I just posted the header and time stamp, Henry.
Thursday December 31, 1:38 PM (EST)
Gene therapy with molecular switch opens new possibilities
WASHINGTON, Dec 31 (AFP) - Using a unique combination of cutting-edge technologies, scientists have introduced a new gene therapy that will make a number of new treatments possible, a report in Science magazine said Thursday.
The novel therapy introduces therapeutic genes into the body and then controls them with a drug given as a simple pill.
What the research shows is an entirely new form of drug delivery through a harmless virus acting as a carrier of a molecular switch that can control the gene.
Reeseachers at the University of Pennsylvania Medical Center and ARIAD Pharmaceuticals in Cambridge, Massachusetts, developed the technique which has been successfully tested on monkeys and mice.
"It's a very precise gene switch, a kind of molecular rheostat," Dr James Wilson of Pennsylvania Medical Center explained.
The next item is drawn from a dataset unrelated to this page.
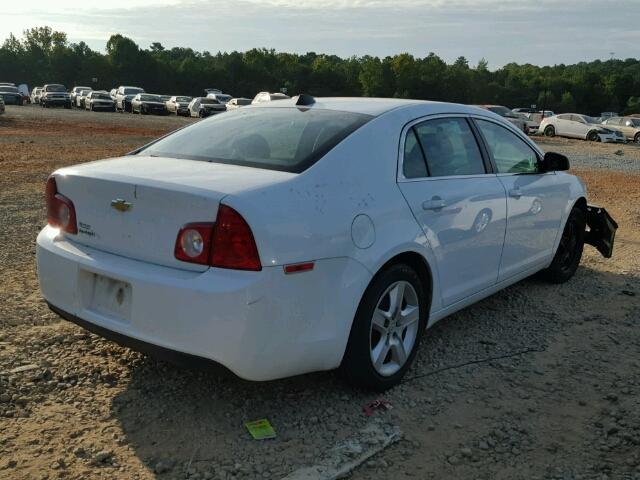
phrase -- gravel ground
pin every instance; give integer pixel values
(537, 381)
A common rheostat is the dimmer switch used in household lights.
"We're excited about these results, because they create new opportunities for experimental and then clinical applications of gene threapy that we couldn't consider before," said Wilson, director of the Institute for Human Gene Therapy at Penn, and senior author of the Science report.
The system couples advances at Penn allowing long-term introduction of genes into the body with ARIAD's patented technology to regulate gene activity.
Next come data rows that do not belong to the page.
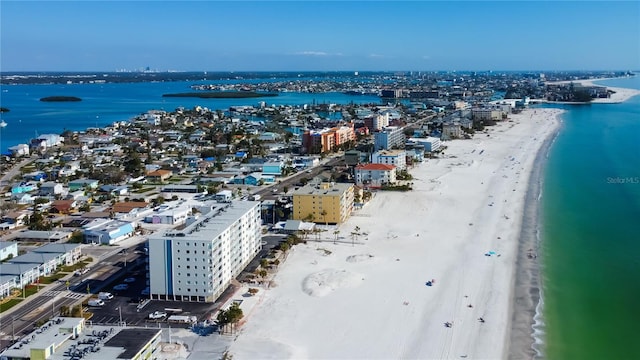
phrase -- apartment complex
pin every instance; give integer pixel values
(397, 158)
(325, 202)
(375, 175)
(321, 141)
(389, 137)
(197, 263)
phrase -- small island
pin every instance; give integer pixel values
(60, 98)
(222, 94)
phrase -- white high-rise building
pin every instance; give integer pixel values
(198, 262)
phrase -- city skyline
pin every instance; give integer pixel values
(319, 36)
"The ability to achieve dosage control of a drug in the context of gene therapy is going to be critical to making a number of new treatments possible," Michael Gilman, chief scientific officer at ARIAD said.
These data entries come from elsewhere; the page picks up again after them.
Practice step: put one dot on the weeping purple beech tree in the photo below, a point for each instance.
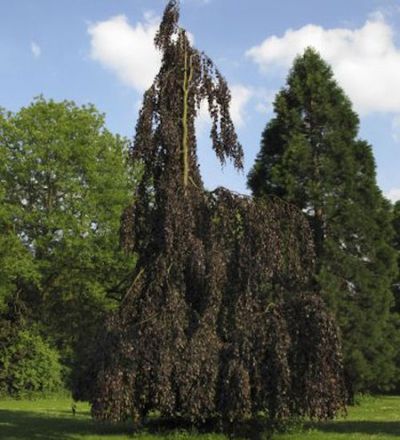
(219, 322)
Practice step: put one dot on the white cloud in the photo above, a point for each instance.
(366, 61)
(127, 50)
(393, 194)
(396, 128)
(35, 49)
(240, 96)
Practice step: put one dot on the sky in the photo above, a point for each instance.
(101, 52)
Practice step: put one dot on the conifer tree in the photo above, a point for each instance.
(311, 156)
(217, 323)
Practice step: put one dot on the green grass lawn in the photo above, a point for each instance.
(375, 418)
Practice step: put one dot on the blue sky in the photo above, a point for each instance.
(100, 51)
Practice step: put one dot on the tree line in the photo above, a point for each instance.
(202, 273)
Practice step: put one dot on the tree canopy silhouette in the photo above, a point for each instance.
(219, 322)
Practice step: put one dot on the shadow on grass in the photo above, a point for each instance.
(360, 427)
(24, 425)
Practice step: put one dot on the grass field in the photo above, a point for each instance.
(374, 418)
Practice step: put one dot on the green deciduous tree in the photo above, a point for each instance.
(64, 184)
(311, 156)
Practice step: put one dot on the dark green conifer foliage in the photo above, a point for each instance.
(218, 323)
(310, 156)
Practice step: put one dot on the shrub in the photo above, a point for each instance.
(28, 365)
The new method has distinct advantages over current drug delivery systems, Gilman said.
With oral or injectable drugs, the patient has peaks and valleys in the amount of drug in the blood.
"One of the real advantages of using gene therapy to deliver drugs is that you can deliver them in a steady trickle that can be adjusted through administration of a pill," Gillman added.
The next step, researchers say, will be clinical trials.